Advanced Sorting

Earlier, you learned that you could take a list and sort it in ascending ASCII order (like you do strings) using the built-in sort function. What if you don't want an ascending ASCII sort, but something else instead, like a numeric sort? Well, Perl gives you the tools you need to do the job. In fact, you'll see that the Perl sort is completely general and able to perform any well-defined sort order.

To define a sort of a different color, you need to define a comparison routine that describes how two elements compare. Why is this necessary? Well, if you think about it, sorting is putting a bunch of things in order by comparing them all. Since you can't compare them all at once, you need to compare two at a time, eventually using what you find out about each pair's order to put the whole kit'n'caboodle in line.

The comparison routine is defined as an ordinary subroutine. This routine will be called repeatedly, each time passing two elements of the list to be sorted. The routine must determine whether the first value is less-than, equal-to, or greater-than the second value, and return a coded value (described in a moment). This process is repeated until the list is sorted.

To save a little execution speed, the two values are not passed in an array, but rather are handed to the subroutine as the values of the global variables $a and $b. (Don't worry: the original values of $a and $b are safely protected.) The routine should return any negative number if $a is less than $b, zero if $a is equal to $b, and any positive number if $a is greater than $b. Now remember, the less than is according to your meaning of less than; it could be a numeric comparison, according to the third character of the string, or even according to the values of a hash using the passed-in values as keys. It's really pretty flexible.

Here's an example of a comparison routine that sorts in numeric order:

sub by_number {
 if ($a < $b) {
 return -1;
}
elsif ($a == $b) {
 return 0;
}
elsif ($a > $b) {
 return 1;
}
}

Notice the name by_number. There's nothing special about the name of this subroutine, but you'll see why we like names that start with by_ in a minute.

Let's look through this routine. If the value of $a is less than (numerically in this case) the value of $b, we return a -1 value. If the values are numerically equal, we get back a zero, and otherwise a . So, according to our specification for a sort comparison routine, this should work.

How do we use it? Let's try sorting the following list:

@somelist = (1,2,4,8,16,32,64,128,256);

If we use the ordinary sort without any adornment on the list, we get the numbers sorted as if they were strings, and in their ASCII order, like so:

@wronglist = sort @somelist; # @wronglist is now (1,128,16,2,256,32,4,64,8)

Certainly not very numeric. Well, let's give sort our newly defined comparison routine. The name of the comparison routine goes immediately following the sort keyword, like so:

@rightlist = sort by_number @wronglist; # @rightlist is now (1,2,4,8,16,32,64,128,256)

This does the trick.
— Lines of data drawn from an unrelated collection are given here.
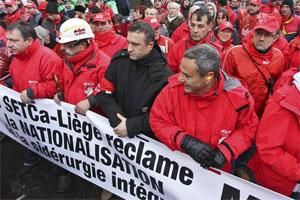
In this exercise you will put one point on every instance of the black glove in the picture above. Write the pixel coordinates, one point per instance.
(218, 160)
(199, 151)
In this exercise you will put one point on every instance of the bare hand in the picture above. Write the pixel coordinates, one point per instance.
(82, 107)
(121, 129)
(56, 99)
(25, 98)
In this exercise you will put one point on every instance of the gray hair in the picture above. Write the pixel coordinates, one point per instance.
(207, 58)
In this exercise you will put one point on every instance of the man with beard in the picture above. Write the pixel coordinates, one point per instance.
(257, 62)
(83, 71)
(106, 39)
Note that you can read the sort with its companion sort routine in a human-like fashion: "sort by number." That's why I named the subroutine with a by_ prefix.
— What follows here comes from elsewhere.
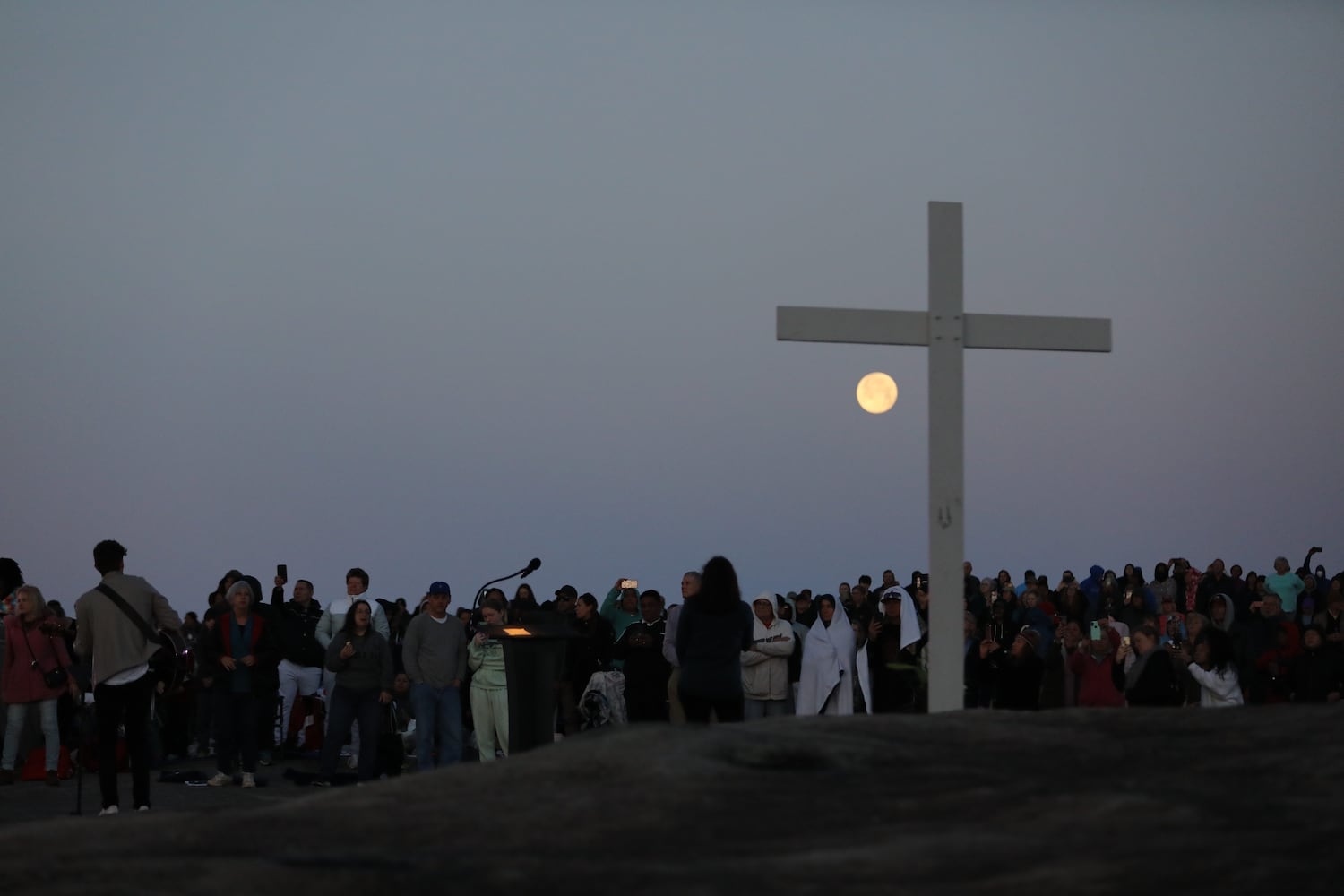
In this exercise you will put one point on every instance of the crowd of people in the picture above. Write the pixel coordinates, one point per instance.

This kind of three-way value of -1, , and +1 on the basis of a numeric comparison occurs often enough in sort routines that Perl has a special operator to do this in one fell swoop. It's often called the spaceship operator, and looks like <=>. Using the spaceship operator, the preceding sort subroutine can be replaced with this:

sub by_number {
 $a <=> $b;
}

Note the spaceship between the two variables. Yes, it is indeed a three-character-long operator. The spaceship returns the same values as the if/elsif chain from the previous definition of this routine. Now this is pretty short, but you can shortcut the sort invocation even further, by replacing the name of the sort routine with the entire sort routine in line, like so:

@rightlist = sort {
 $a <=> $b
}
@wronglist;

There are some who argue that this decreases readability. They are wrong. Others argue that it removes the need to go somewhere else for the definition. Perl doesn't care. Our personal rule is that if it doesn't fit on one line or we have to use it more than once, it goes into a subroutine.

The spaceship operator for numeric comparison has a comparable string operator called cmp. The cmp operator returns one of three values, depending on the relative string comparisons of the two arguments. So, here's another way to write the default sort order:[]

@result = sort {
 $a cmp $b
}
@somelist;

[2] Not exactly. The built-in sort discards undef elements, but this one doesn't.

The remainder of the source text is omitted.